What's been the impact of a consistent message and values in your program?

Smith: "That's absolutely the key. A lot of the staff that coaches here played here. They've been through it. They know what's expected. They know how the drills are run and they pass it on. You tweak it here and there, obviously, but we've got a new coach and they're still practicing an hour and a half a day. The best thing you can do is try to make it better."

Ladouceur: "I think it's real important. I've had a lot of coaches who've stayed with the program. We're teachers first. We teach at the school. We like working with kids. We're not looking to coach in the Rose Bowl. We're not seeking any personal recognition. We just want to provide the kids with an experience they can enjoy, prep them as best we can and bring them up to their ceilings to be the best football players and students. That's why we're here in Florida. I don't know what the outcome is going to be, but I know we're playing one of the best teams, if not the best team, in the country. That's a good opportunity for our kids to experience whatever happens."

What should be changed about the college game today?

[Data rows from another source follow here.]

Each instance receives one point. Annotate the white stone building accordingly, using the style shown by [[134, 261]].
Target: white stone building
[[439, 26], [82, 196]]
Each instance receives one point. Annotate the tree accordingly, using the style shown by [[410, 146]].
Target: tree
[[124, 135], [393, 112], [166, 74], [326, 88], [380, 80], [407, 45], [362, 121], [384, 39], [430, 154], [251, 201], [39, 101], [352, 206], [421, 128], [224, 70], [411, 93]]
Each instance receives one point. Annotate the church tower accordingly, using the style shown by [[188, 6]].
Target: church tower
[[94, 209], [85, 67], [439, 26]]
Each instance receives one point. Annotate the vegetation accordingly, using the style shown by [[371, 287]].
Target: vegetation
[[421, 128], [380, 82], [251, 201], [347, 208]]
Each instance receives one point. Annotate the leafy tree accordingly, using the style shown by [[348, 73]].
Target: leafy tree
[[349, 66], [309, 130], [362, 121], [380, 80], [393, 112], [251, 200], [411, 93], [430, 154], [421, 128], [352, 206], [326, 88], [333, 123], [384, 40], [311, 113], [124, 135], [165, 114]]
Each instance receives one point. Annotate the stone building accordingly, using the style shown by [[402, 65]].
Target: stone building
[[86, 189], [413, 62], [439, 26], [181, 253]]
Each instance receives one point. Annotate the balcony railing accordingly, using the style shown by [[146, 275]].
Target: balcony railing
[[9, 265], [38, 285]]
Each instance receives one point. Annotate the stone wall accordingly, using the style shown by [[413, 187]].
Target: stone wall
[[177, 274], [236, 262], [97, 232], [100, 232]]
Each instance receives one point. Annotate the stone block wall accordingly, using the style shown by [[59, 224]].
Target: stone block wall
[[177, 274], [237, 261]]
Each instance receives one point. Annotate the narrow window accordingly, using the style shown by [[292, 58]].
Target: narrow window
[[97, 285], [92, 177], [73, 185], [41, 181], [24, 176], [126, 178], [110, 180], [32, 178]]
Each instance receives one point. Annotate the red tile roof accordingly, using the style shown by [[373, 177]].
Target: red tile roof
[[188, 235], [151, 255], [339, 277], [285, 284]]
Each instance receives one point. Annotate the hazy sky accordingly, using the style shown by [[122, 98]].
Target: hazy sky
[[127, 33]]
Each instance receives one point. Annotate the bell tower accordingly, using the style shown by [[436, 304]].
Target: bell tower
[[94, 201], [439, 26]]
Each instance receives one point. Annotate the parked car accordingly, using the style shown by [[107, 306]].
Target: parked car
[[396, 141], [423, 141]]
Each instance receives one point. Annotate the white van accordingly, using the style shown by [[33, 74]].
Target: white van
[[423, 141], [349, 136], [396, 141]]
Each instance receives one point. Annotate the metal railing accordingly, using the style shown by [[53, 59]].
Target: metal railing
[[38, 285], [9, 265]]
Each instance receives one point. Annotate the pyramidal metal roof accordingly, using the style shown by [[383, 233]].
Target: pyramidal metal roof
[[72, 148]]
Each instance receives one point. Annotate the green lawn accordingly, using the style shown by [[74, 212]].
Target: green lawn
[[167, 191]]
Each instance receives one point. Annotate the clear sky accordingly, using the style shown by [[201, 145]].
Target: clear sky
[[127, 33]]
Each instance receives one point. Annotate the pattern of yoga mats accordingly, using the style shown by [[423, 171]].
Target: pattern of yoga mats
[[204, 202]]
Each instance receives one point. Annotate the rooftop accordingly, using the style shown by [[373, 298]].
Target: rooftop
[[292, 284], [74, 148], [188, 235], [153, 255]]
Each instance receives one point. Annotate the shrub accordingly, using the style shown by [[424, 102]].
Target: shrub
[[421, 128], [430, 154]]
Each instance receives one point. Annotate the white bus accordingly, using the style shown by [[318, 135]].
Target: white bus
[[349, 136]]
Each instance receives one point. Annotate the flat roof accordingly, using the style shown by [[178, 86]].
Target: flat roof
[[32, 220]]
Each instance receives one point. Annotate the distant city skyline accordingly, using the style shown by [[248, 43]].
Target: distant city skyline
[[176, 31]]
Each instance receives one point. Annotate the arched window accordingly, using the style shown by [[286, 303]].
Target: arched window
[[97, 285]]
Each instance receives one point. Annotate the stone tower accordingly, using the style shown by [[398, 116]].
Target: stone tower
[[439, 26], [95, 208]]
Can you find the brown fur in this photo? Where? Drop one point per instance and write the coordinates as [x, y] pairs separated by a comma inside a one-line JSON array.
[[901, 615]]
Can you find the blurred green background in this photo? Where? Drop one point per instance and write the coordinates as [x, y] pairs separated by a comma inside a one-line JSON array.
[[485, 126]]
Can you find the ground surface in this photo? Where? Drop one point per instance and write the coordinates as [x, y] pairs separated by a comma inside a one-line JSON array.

Smith: "When all this stuff about different scandals came out, people said 'Why didn't the coaches know what's going on?' Well, that's the NCAA's fault. Coaches can only be with the players 20 hours a week. How are they supposed to know? There are so many things that are illegal and so nitpicky, I think the NCAA needs to really get rid of all the rules right now and start over. Every year, somebody does something to make a new rule until the book just gets bigger and bigger. Now, it's impossible for these guys to know the rules. Some of these things are just incredible."

Ladouceur: "I don't think anybody should be offered a scholarship until they finish their junior year of high school -- not until the fall season of their junior year is over. And the worst thing about it, I'll have kids who are borderline, who could be Division II-type players, and they believe they're Division I. Or their parents believe that. And their parents are in their ear about going to this combine or that event. These are kids who need a lot of work. That becomes their focus, not the team. No 40-yard dash or shuttle run is going to improve you as a football player. It can only take your focus away from what's really going to get you there."

What's your message to players as they begin the recruiting process?

Smith: "When you're getting recruited, it's Christmas. There's a whole bunch of presents under the tree, but you better make sure you unwrap the presents and see what's really in them. Everything looks great. But I've never really had issues with recruiters sneaking around on us. We've had a couple bumps, but for the most part, it's always been a good process."

Ladouceur: "A lot of times I'm not even kept in the loop. They're getting offers, and I read about it on the Internet. It'll be news to me. It's just strange. When I do talk to them, I tell them to look at the whole school, the social situation. You've got to visit. You've got to see if that's where you want to live and if they have what you want to study. And mainly, I tell kids not to worry about that stuff. If you're successful on our level, they'll find you. Those guys don't leave any rocks unturned. They'll know who you are."